Ni l'abandon du Palatin comme résidence régulière par les empereurs dès la fin du iiie siècle après J.-C., ni la chute de l'Empire romain n'entraînent le déclin rapide du Palatin. Au ve siècle après J.-C., la situation évolue lentement. Tandis que les bâtiments liés à l'exercice de l'autorité politique continuent de fonctionner, les autres, pour des raisons diverses, ne sont plus entretenus. L'apparition de ruines au cœur du palais ne semble guère gêner les contemporains, signe d'un changement de perception de l'espace d'autant plus grand que le quartier est hautement valorisé. L'installation de l'église est aussi – contrairement aux idées reçues – un phénomène tardif. Le premier édifice chrétien au Palatin (Sainte-Anastasie) ne remonte qu'au ive siècle et réutilise une construction privée à l'angle sud-ouest de la colline. Ce n'est qu'au vie siècle qu'un bâtiment public devient un lieu de culte. Mais le vestibule du palais occupé par Santa Maria Antiqua est un secteur marginal à l'angle nord-ouest de la colline.

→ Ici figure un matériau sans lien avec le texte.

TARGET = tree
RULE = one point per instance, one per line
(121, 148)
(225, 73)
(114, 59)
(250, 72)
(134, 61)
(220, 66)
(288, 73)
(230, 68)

La destructuration du tissu antique et les nouvelles installations ecclésiastiques aux points clés de la colline s'accélèrent au cours des viie et viiie siècles. La création de Saint-Césaire, au cœur du palais impérial, au début du viie siècle ou le déplacement de la résidence du pape Jean VII, du Latran au Palatin, dans les premières années du viiie siècle, en sont l'illustration.

Après le retour de la résidence pontificale au Latran (milieu viiie siècle), et malgré l'installation de l'empereur germanique Othon III (996), la désertification du centre s'amorce au profit des pentes de la colline. La privatisation et la fragmentation de l'occupation débutent sur les marges du Palatin. Tandis qu'apparaît un quartier nouveau à proximité de Santa Maria Nova, la famille noble des Frangipani fortifie le nord-est, au voisinage de la via sacra, puis, de façon discontinue les autres angles du Palatin. L'abandon définitif du sommet de la colline, exception faite du monastère [...]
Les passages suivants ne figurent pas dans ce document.